What image resolution is the best one?

  • For regular texts (font size 8-10 points) it is recommended to use 300 dpi resolution for OCR. The reason is that all ABBYY technologies are tuned for that resolution.
  • If scans have a smaller resolution, for example 200 dpi, then 10 point font will be too small. To compensate the “missing” pixels, the image will be scaled internally (up to 400 dpi). Low image quality (i.e. resolution) may lead to not only quality but also speed degradation as uncertainty in character picture produces more recognition variants to process.
  • For smaller font text sizes (8 points or smaller) we recommend to use A 400-600 dpi resolution.

In addition one should consider the following (and current) recommendations and limitations of OCR technology for a character size in pixels:

  • 1-byte (simple script) languages like English, Russian
    • Recommended: 20
    • Minimal: 12
  • 2-byte (complex script) languages like Japanese, Chinese
    • Recommended: 25
    • Minimal: 22
    • Maximum: 60 (for body text, for heading there is no limit)
  • 1-byte (complex script) languages like Thai, Hebrew, Arabic
    • Recommended: 20
    • Minimal: 12

Page layout analysis requires small character size in a text string bigger than 1 millimeter.

  • ABBYY Technologies use colour information for detecting areas and objects on the image.
  • So, if complex layouts have to be processed, it is recommend to use colour or at least, grey scale images.
  • The character recognition is always executed on an bi-tonal image, that only contains black & white. But to archive a good OCR result it is important to generate a good, suitable binary image.

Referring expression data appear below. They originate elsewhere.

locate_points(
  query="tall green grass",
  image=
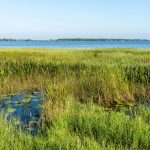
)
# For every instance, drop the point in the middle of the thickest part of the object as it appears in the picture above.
(82, 87)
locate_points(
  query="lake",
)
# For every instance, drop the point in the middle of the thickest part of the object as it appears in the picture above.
(75, 44)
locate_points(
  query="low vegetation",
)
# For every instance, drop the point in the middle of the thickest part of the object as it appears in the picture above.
(95, 99)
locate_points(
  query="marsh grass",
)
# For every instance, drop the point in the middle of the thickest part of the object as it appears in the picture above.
(81, 87)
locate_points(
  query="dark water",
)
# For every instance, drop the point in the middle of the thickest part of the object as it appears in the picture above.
(26, 108)
(75, 44)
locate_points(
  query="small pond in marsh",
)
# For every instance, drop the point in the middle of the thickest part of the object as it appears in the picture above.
(26, 108)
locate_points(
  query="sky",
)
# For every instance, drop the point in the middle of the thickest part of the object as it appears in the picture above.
(52, 19)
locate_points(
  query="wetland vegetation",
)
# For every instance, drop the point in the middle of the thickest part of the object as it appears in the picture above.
(93, 99)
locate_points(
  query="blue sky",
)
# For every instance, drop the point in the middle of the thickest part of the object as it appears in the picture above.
(46, 19)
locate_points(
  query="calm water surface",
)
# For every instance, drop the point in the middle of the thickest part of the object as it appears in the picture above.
(75, 44)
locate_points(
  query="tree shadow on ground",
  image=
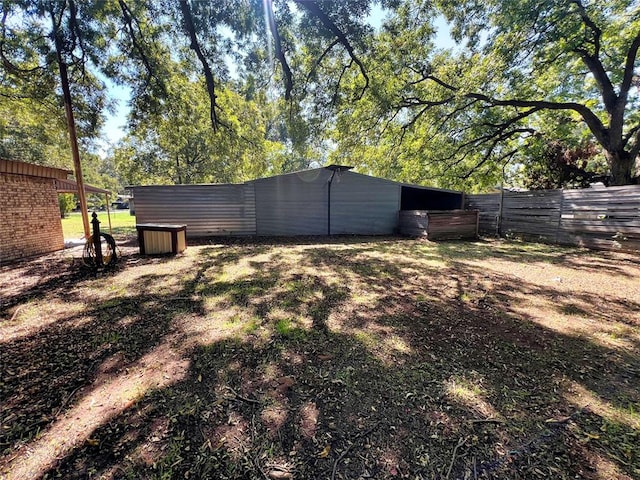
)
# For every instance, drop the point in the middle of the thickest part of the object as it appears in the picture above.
(309, 361)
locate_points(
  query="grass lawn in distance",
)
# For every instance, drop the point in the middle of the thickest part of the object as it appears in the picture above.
(122, 223)
(323, 358)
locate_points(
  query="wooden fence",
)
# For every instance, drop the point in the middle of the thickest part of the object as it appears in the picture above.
(439, 224)
(606, 218)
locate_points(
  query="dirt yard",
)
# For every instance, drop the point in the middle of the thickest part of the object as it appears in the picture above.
(345, 358)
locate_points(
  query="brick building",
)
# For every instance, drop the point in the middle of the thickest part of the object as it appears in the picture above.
(30, 221)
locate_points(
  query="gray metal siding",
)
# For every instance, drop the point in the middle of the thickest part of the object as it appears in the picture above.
(296, 204)
(364, 205)
(292, 204)
(207, 210)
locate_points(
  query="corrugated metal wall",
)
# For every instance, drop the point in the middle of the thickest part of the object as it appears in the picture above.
(207, 210)
(296, 204)
(292, 204)
(364, 205)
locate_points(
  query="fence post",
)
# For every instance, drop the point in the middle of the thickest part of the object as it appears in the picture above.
(560, 214)
(96, 239)
(499, 225)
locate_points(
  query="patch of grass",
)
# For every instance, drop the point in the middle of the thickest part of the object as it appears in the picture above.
(122, 224)
(376, 357)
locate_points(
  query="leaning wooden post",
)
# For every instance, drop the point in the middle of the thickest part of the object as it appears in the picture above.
(96, 239)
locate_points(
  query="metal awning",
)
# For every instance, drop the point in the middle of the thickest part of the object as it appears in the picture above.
(70, 186)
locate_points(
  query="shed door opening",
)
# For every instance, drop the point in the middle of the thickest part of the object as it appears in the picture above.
(424, 199)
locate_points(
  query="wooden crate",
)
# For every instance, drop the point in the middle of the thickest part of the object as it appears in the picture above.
(155, 238)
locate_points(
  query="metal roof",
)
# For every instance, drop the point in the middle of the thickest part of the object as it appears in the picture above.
(32, 170)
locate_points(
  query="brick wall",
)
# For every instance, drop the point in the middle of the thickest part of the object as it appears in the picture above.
(29, 217)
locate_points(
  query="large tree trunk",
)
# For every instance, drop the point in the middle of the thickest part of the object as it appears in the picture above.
(621, 165)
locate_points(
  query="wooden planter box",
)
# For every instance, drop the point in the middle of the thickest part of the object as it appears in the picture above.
(439, 224)
(155, 238)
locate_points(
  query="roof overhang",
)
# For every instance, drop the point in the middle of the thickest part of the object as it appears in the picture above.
(32, 170)
(338, 168)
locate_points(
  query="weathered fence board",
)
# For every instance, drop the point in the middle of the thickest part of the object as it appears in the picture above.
(607, 218)
(488, 206)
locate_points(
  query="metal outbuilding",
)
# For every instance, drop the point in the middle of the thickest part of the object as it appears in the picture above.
(320, 201)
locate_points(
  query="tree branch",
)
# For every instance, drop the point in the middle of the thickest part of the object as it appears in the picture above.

ABBYY technology is not just using “simple” binarization, but “adaptive binarization.

See also:

What is the largest supported font size for OCR?

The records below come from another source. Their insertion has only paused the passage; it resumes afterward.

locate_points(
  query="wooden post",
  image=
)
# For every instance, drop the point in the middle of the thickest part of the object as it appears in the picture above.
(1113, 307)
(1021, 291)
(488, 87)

  • The largest font ABBYY OCR can handle is 5cm or 140pt.

What is the largest image size in pixels?

  • Currently ABBYY products can open images formats up to 32512*32512 pixels.
  • Bigger images have to be cut and the segments have to be processed separately

What is the maximum image file size?

  • ABBYY Technology v.8.x and older were able to open image files up to 2 GB.
  • Starting from V9.0 this limit doesn't exist any more. :-)

Character-Shapes with different Image Resolutions

  • The lower the image resolution has a strong influence of the way how a single character is “built up”.

  • The image resolution has a real impact on the OCR quality that can be archived - below a sample of small text of a fax, the problems you can see here
    • Text is not on a straight line
    • Characters are “squeezed” and glued together
    • The resolution is by far too low for the classifiers
    • → you (as a human) might might be able to read it, when you know the language and the context.

  • But when zooming in further, on the pixel level, you probably will fail - so do the algorithms :-(